Biophysics BIO


Name of the cluster:

BIO

Institution:

Max Planck Institute of Biophysics

Login nodes:

  • bio01.tbc.biophys.mpg.de

  • bio02.tbc.biophys.mpg.de

Hardware Configuration:

Login nodes

Compute nodes ( 2760 CPU cores)

2 login nodes bio[01-02]

69 compute nodes bio[001-069]

CPU

Intel(R) Xeon(R) Gold 6248 CPU @ 2.50GHz

Intel(R) Xeon(R) Gold 6248 CPU @ 2.50GHz

CPU(s)

40

40

Thread(s) per core

1

1

Core(s) per socket

20

20

Socket(s)

2

2

RAM

772 GB

192 GB

GPU(s)

2 x Quadro RTX 5000

2 x Quadro RTX 5000

  • node interconnect is based on Mellanox Technologies InfiniBand fabric (Speed: 56Gb)

Filesystems:

GPFS-based with total size of 641 TB:

/u

shared home filesystem (641 TB) with user home directory in /u/<username>; GPFS-based; no quotas enforced. NO BACKUPS!

Compilers and Libraries:

The “module” subsystem is implemented on BIO. Please use ‘module available’ to see all available modules.

  • Intel compilers (-> ‘module load intel’): icc, icpc, ifort

  • GNU compilers (-> ‘module load gcc’): gcc, g++, gfortran

  • Intel MKL (- > ‘module load mkl’): $MKL_HOME defined; libraries found in $MKL_HOME/lib/intel64

  • Intel MPI (-> ‘module load impi’): mpicc, mpigcc, mpiicc, mpiifort, mpiexec, … This module becomes visible and loadable only after a compiler module (Intel or GCC) has been loaded

  • CUDA (-> ‘module load cuda’)

  • Python (-> ‘module load anaconda’): python

Batch system based on Slurm:

The batch system on BIO is the Slurm Workload Manager. A brief introduction into the basic commands (srun, sbatch, squeue, scancel,…) can be found on the Cobra home page. For more detailed information, see the Slurm handbook. See also the sample batch scripts which must be modified for BIO cluster.

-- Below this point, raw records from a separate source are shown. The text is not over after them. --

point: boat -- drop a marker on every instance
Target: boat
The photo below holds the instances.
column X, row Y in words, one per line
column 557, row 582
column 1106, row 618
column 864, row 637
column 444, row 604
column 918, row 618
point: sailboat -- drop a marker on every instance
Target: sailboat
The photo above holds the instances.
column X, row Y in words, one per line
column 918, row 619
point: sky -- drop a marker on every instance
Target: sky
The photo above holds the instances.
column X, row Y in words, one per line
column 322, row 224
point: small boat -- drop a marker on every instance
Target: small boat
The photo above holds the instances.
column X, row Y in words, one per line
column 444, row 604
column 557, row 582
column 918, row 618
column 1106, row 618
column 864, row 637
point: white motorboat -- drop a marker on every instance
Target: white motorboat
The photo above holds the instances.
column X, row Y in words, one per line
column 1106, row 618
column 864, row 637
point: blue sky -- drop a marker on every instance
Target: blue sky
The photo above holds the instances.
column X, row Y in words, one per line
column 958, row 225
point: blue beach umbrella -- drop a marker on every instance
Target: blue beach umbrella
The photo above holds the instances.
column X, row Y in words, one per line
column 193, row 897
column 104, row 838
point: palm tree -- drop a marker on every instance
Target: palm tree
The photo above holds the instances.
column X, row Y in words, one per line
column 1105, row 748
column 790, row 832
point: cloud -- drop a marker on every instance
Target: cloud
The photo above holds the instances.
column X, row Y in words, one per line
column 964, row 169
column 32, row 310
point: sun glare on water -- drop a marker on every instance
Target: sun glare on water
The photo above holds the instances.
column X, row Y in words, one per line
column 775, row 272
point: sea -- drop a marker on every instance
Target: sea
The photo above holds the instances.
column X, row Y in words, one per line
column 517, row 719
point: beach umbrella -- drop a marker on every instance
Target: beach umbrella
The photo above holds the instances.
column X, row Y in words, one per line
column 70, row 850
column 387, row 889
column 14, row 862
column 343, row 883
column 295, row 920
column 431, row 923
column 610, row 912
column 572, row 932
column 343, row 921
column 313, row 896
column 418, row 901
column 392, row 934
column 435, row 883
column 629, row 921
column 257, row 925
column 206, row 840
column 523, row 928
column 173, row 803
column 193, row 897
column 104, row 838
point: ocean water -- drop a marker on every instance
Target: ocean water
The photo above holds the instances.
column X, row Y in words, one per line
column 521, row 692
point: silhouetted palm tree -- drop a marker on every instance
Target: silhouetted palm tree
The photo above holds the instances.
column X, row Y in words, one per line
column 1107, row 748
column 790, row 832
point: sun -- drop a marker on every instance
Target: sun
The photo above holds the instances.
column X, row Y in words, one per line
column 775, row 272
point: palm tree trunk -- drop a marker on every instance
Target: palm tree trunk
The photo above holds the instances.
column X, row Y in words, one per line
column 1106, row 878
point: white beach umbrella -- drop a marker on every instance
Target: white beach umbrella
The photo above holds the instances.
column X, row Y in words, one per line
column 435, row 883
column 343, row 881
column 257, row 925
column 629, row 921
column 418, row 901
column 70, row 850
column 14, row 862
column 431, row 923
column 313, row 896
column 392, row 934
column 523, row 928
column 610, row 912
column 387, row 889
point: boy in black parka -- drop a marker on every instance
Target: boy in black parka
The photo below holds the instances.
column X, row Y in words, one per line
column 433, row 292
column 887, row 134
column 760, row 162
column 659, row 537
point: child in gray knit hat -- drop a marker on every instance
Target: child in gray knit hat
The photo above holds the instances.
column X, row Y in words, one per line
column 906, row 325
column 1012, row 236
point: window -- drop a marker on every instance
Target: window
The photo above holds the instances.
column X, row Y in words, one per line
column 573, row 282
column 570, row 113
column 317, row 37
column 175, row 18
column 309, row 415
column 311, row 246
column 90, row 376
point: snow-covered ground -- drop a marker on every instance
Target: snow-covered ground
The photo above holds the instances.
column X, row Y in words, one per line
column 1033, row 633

Current Slurm configuration on BIO:

  • default turnaround time: 2 hours

  • current max. turnaround time (wallclock): 24 hours

  • p.bio partition include all batch nodes in exclusive usage and is default

  • s.bio partition can be used for serial jobs and can be shared

  • l.bio shared partition for long running (up to 5 days) serial jobs (<=5 cores per job; <=160 cores in total)

Useful tips:

By default run time limit used for jobs that don’t specify a value is 2 hours. Use --time option for sbatch/srun to set a limit on the total run time of the job allocation but not longer than 24 hours

Default memory per node is 9600 MB. To grant the job access to all of the memory on each node use --mem=0 option for sbatch/srun

The OpenMP codes require a variable OMP_NUM_THREADS to be set. This can be obtained from the Slurm environment variable $SLURM_CPUS_PER_TASK which is set when --cpus-per-task** is specified in a sbatch script (an example is on help information page). Exporting of OMP_PLACES=cores also can be useful

To use GPUs add in your slurm scripts --gres options and choose how many GPUs and/or which model of them to have: #SBATCH --gres=gpu:rtx5000:1 or #SBATCH --gres=gpu:rtx5000:2

Valid gres options are: gpu[[:type]:count]
where
type is a type of gpu (rtx5000)
count is a number of resources (1 or 2)

GPU cards are in default compute mode.